La génomique, une innovation entrée dans le quotidien des élevages
Longtemps cantonnée à la recherche, la génomique fait désormais partie des pratiques courantes en élevage bovin. Elle repose sur le croisement des informations génétiques (génotypes) et des données observées sur les animaux (phénotypes), afin d’estimer très tôt leur potentiel.
L’Idele, membre du réseau Acta, a contribué activement au développement de cette approche et poursuit ses travaux de recherche et développement pour en élargir les usages.
Des données pour mieux sélectionner les animaux
Aujourd’hui, plus de 3 millions de bovins ont déjà été génotypés, avec environ 400 000 nouveaux animaux analysés chaque année.

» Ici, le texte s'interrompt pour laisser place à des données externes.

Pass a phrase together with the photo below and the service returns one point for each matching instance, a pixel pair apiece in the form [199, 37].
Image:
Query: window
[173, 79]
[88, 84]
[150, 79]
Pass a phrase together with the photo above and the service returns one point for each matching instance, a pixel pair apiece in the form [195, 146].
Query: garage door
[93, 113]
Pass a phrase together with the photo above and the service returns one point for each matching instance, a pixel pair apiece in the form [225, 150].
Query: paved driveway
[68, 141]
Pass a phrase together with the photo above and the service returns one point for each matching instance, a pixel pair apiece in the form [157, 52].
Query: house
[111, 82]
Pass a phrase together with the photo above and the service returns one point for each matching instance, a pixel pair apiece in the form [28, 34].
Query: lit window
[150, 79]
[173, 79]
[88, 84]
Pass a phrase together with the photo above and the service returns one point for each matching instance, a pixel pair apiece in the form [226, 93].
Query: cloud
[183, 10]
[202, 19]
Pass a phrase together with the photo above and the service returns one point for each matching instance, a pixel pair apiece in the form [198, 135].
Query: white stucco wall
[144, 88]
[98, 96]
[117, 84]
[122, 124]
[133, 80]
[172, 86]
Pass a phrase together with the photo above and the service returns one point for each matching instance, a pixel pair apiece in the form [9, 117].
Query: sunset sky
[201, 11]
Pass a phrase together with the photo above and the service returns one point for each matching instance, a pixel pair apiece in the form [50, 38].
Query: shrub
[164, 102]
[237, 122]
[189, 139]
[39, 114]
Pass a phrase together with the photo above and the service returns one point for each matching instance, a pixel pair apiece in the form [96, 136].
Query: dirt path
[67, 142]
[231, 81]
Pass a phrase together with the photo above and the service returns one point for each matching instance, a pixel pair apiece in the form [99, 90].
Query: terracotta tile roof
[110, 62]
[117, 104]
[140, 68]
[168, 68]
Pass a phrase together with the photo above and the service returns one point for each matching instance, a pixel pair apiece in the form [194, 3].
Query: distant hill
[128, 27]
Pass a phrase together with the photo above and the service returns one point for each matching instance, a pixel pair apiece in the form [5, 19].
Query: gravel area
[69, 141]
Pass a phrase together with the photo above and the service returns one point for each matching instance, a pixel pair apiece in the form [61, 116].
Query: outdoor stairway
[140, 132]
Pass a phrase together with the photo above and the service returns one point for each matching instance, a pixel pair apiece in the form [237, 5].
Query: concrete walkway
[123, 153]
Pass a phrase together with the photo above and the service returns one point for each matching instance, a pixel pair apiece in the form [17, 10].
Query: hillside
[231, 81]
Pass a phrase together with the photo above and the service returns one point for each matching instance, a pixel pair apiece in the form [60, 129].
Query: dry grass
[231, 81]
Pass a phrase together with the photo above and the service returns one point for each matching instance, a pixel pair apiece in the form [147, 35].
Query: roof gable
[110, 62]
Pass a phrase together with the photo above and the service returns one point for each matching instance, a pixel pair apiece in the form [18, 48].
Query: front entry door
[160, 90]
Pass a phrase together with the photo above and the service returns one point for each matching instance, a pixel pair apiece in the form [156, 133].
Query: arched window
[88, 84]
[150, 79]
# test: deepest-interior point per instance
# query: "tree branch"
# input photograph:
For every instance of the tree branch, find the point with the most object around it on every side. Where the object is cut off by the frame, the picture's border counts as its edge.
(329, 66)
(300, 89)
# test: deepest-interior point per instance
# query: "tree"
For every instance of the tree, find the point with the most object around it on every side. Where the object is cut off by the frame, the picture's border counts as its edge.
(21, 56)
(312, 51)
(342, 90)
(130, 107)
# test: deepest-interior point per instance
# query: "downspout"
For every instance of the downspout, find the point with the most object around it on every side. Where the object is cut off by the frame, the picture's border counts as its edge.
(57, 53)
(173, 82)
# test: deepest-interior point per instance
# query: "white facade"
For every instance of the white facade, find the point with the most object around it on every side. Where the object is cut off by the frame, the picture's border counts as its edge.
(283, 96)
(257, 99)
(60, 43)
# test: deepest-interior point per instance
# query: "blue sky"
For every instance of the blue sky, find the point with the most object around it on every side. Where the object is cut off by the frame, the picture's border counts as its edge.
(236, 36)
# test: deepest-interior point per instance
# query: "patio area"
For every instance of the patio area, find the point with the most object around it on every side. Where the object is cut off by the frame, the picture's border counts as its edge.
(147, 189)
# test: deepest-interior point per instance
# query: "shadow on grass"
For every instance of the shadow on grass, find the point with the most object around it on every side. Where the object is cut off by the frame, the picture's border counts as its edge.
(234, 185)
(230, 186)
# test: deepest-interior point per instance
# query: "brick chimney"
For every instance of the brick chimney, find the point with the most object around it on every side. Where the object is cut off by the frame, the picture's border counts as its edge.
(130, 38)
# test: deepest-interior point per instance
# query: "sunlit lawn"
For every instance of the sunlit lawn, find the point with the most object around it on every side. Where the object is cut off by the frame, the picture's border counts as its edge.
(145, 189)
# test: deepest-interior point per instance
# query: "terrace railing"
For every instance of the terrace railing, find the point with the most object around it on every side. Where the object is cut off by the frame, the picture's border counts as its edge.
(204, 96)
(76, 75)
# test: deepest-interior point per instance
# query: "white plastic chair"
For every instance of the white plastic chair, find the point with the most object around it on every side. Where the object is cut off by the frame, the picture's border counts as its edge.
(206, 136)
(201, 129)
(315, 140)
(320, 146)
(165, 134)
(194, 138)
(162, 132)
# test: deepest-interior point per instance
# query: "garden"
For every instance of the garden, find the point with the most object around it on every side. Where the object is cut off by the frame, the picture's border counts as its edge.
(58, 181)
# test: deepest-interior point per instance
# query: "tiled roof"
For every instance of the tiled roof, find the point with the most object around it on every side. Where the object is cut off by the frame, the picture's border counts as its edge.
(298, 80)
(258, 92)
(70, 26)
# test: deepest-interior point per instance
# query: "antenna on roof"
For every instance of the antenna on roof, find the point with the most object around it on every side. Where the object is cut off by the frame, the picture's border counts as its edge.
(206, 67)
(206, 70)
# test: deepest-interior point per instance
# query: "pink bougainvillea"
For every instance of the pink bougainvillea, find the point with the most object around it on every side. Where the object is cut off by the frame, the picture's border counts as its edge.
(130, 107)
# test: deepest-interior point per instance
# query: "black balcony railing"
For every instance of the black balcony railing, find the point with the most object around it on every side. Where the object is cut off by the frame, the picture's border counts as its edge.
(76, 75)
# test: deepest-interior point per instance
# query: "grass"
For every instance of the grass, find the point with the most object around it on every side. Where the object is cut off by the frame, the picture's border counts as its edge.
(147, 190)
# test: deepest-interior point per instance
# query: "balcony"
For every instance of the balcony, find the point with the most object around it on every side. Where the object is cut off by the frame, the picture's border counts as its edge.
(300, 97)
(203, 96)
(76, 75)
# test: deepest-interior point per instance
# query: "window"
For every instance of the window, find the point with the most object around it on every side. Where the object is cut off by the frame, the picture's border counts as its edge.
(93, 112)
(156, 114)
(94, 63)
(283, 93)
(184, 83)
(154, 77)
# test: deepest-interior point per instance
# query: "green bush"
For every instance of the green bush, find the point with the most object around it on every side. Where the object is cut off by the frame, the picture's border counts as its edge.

Ces données permettent aux éleveurs de mieux cibler les femelles à conserver pour le renouvellement du troupeau et d’optimiser leurs choix de reproduction.
L’enjeu est double : améliorer les performances technico-économiques des exploitations tout en renforçant la durabilité des systèmes d’élevage.
Sur le terrain, des résultats mesurables
Dans la vidéo, Régis Gautier, éleveur laitier, témoigne de l’apport concret de la génomique dans son exploitation : « C’est devenu indispensable. Nous génotypons toutes les femelles. » Associée à l’utilisation de semences sexées, cette stratégie lui permet de renouveler son troupeau avec les meilleures génisses et de valoriser les autres animaux en croisement.
Des perspectives pour des élevages plus durables
Les travaux menés par l’Idele ouvrent également la voie à de nouveaux critères de sélection. À terme, la génomique contribuera à réduire les émissions de méthane, à améliorer la tolérance des animaux aux fortes chaleurs ou encore à favoriser la précocité des génisses.
Autant de leviers qui permettent de concilier performance économique, bien-être animal et adaptation au changement climatique. Une illustration concrète de la mission portée par l’Acta et son réseau : accompagner les filières vers des élevages toujours plus durables.